Jakarta, Gatra.com- Peneliti senior Indonesia Ocean Justice Initiative (IOJI) Andreas Aditya Salim membahas pendeteksian kapal riset China Yuan Wang 5 yang sempat melintas di Selat Sunda.
Diketahui kapal riset Yuan Wang 5 adalah kapal riset tercanggih yang memiliki kemampuan pengendalian satelit dan rudal balistik yang dioperasikan oleh salah satu unit tentara Angkatan Bersenjata Pemerintah China.

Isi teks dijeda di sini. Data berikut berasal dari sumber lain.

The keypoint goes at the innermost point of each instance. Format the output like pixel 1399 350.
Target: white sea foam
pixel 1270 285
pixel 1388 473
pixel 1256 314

Pada 11 Agustus 2022, kapal Yuan Wang 5 diagendakan bersandar di pelabuhan Hambantota, Sri Lanka. Namun, sudah ada kekhawatiran dari India untuk mengingat kemampuan yang dimiliki oleh kapal tersebut dan keamanan nasional pemerintah Sri Lanka.

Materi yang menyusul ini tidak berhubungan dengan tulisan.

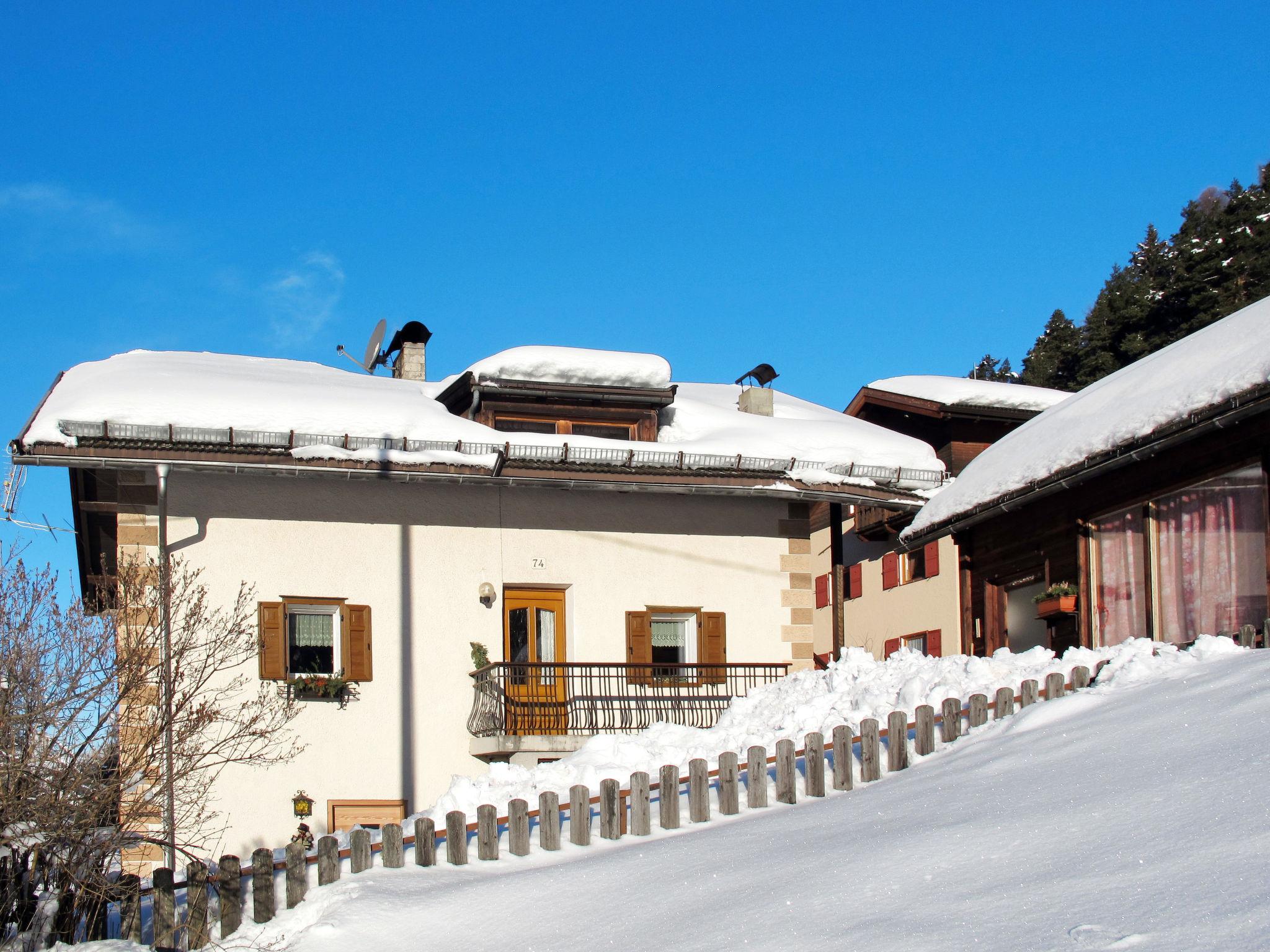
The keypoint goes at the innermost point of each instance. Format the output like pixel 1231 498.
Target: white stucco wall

Saat ingin kembali ke China, IOJI memantau kapal Yuan Wang 5 melewati Selat Sunda menuju ke Utara dengan melewati Pulau Sangiang dan Pulau Tunda.
“Berkaitan dengan hal ini, kita perlu tahu bahwa pemerintah Indonesia punya hak untuk menetapkan archipelagic sea lanes, atau garis alur laut kepulauan, itu adalah garis yang harus dipatuhi oleh kapal asing mana pun yang ingin melintas harus melewati garis itu,” kata Andreas dalam press briefing IOJI “Analisis Keamanan Maritim dan Ancaman IUU Fishing” melalui Zoom di Jakarta, Senin (31/10).
Meskipun demikian, secara lebih khusus lagi, Pasal 53 ayat 6 UNCLOS memberikan hak bagi negara kepulauan seperti Indonesia untuk menetapkan traffic separation scheme Selat Sunda.
Pasal 53 ayat (11) UNCLOS 1982 mengatur setiap kapal asing saat melintas wajib menghormati TSS yang ditetapkan Indonesia dengan cara melintas pada jalur TSS tersebut dan patuh terhadap berbagai ketentuan teknis yang ditetapkan saat melintas.
Jalur TSS Selat Sunda telah diadopsi oleh IMO10 dan lebih lanjut ditetapkan dalam Keputusan Menteri Perhubungan RI Nomor KM 130 Tahun 2020 tentang Penetapan Sistem Rute di Selat Sunda (“Kepmenhub 130/2020”). Aturan ini mewajibkan setiap kapal yang melintas di Selat Sunda untuk melintasi di sebelah barat Pulau Sangiang.